Lavallette became the latest Jersey Shore town to institute a teen curfew after officials said the borough experienced thousands of dollars in damage to public property and EMTs saw an uptick in alcohol-related calls over the recent Memorial Day Weekend.
Things had quieted down a bit this past weekend, members of the borough council said, but like neighboring towns, it was recommended to implement a curfew for those under the age of 18 for the summer. The curfew will mirror that which was adopted by executive order in Toms River before the holiday weekend began, and which may be considered later this week by the Seaside Heights council after throngs of teens engaged in underage drinking and fighting on the streets. During the holiday weekend, locals reported seeing the large groups marching south along Route 35.
“We had several alcohol-fueled events on Saturday,” said Councilman James Borowski, who also serves as a volunteer EMT in town. “Fortunately on Sunday and Monday people got control of themselves, and there wasn’t as much demand.”
Vandalism was one of the driving factors of the curfew.
Councilman Robert Lamb said a $1,400 light pole was completely knocked down, a drinking fountain destroyed, and decorative light posts along Bay Boulevard were knocked down and kicked.
“They stole some street signs too,” Lamb said.
Altogether, about $6,000 in damage was recorded to public property. There was also some private property damage reported, including a decorative street sign made by a resident.
“Some of these were big-ticket items,” said Borough Administrator John O. Bennett.
The curfew prohibits teens unaccompanied by an adult from being on the streets of Lavallette from 10 p.m. to 5 a.m. from June 1 to Sept. 5, 2023.
Residents said they saw groups of trouble-making teens from their homes, though they didn’t personally experience any damage, suggesting police either install cameras in certain parts of town or ask homeowners to turn over footage from home security cameras to police in order to identify vandals.
“If you can do this and get away with it – no one is ever charged and no one is ever caught – it becomes whack-a-mole,” said resident William Murray.
“I can see a lot of stuff going on,” added resident Vince Marino. “A lot of the residents on Bay Boulevard have video cameras, and I watch the news from New York and that’s how they’re catching people.”
Bennett said the crowds that descended upon the borough Memorial Day weekend were nearly unprecedented.
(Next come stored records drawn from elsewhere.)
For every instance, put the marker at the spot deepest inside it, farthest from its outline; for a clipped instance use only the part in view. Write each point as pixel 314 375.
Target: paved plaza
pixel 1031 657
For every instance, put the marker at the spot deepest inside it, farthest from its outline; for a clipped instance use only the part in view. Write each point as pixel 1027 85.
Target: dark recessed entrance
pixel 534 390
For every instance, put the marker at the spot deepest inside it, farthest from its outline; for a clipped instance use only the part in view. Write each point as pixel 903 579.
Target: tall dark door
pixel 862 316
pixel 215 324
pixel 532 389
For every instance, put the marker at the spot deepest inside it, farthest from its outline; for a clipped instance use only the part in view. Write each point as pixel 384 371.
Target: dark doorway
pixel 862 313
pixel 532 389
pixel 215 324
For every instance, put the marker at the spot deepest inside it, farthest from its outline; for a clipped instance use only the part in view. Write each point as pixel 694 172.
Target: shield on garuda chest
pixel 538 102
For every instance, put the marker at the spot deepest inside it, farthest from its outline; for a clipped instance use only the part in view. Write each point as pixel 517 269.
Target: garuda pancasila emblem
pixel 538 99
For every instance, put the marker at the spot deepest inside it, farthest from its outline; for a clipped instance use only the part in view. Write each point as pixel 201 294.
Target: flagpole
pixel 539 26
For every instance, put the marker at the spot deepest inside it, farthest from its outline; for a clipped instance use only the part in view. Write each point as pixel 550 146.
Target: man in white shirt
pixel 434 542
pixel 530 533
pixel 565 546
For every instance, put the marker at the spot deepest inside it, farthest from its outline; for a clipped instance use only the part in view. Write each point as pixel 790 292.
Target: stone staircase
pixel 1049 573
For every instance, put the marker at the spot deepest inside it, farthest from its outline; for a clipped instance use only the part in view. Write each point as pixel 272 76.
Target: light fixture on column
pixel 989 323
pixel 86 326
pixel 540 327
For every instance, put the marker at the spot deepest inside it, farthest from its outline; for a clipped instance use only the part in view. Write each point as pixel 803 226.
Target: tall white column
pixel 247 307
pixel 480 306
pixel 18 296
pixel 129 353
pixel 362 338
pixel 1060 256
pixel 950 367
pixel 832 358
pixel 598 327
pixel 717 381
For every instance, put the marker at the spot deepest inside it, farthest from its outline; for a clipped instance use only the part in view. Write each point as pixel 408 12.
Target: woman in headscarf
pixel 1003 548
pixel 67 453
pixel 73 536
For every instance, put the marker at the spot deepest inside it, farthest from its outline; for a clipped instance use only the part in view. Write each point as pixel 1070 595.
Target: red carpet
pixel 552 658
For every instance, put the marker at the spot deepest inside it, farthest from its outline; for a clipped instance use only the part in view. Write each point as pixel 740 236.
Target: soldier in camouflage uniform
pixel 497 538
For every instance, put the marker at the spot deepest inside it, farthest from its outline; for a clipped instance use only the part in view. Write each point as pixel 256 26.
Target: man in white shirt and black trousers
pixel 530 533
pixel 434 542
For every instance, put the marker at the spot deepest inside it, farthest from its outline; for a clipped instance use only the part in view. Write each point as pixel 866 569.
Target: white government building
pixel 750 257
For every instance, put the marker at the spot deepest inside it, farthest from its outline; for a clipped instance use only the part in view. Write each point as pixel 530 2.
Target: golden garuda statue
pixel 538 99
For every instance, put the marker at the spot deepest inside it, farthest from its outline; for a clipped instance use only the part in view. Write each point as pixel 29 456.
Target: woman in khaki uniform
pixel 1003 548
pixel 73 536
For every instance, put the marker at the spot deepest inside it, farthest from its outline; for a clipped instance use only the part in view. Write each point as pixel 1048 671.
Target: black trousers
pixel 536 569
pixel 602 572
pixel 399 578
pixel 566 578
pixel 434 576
“We had as much water consumption on Memorial Day weekend this year as we did last year on Fourth of July weekend last year – 900,000 gallons,” he said.
Making matters worse, the borough’s complement of special police officers hired for the summer was not yet in place. Lavallette’s new police chief, Christian LaCicero, just recently got to work after the borough sued the county prosecutor’s office to take back its own police department. During the time the county was in command, the summer officers were not hired and one academy class was missed, officials said. The officers should be in place shortly now that the town has retaken control of its department, and the council hired one Class II special officer – a higher grade special officer authorized to carry a weapon – Monday night. There will also be two code enforcement officers who will work varying hours – including, potentially, at night – who can keep an eye out.
“This was triggered by what happened Memorial Day weekend with the vandalism – we needed something more significant to rely upon,” said Bennett.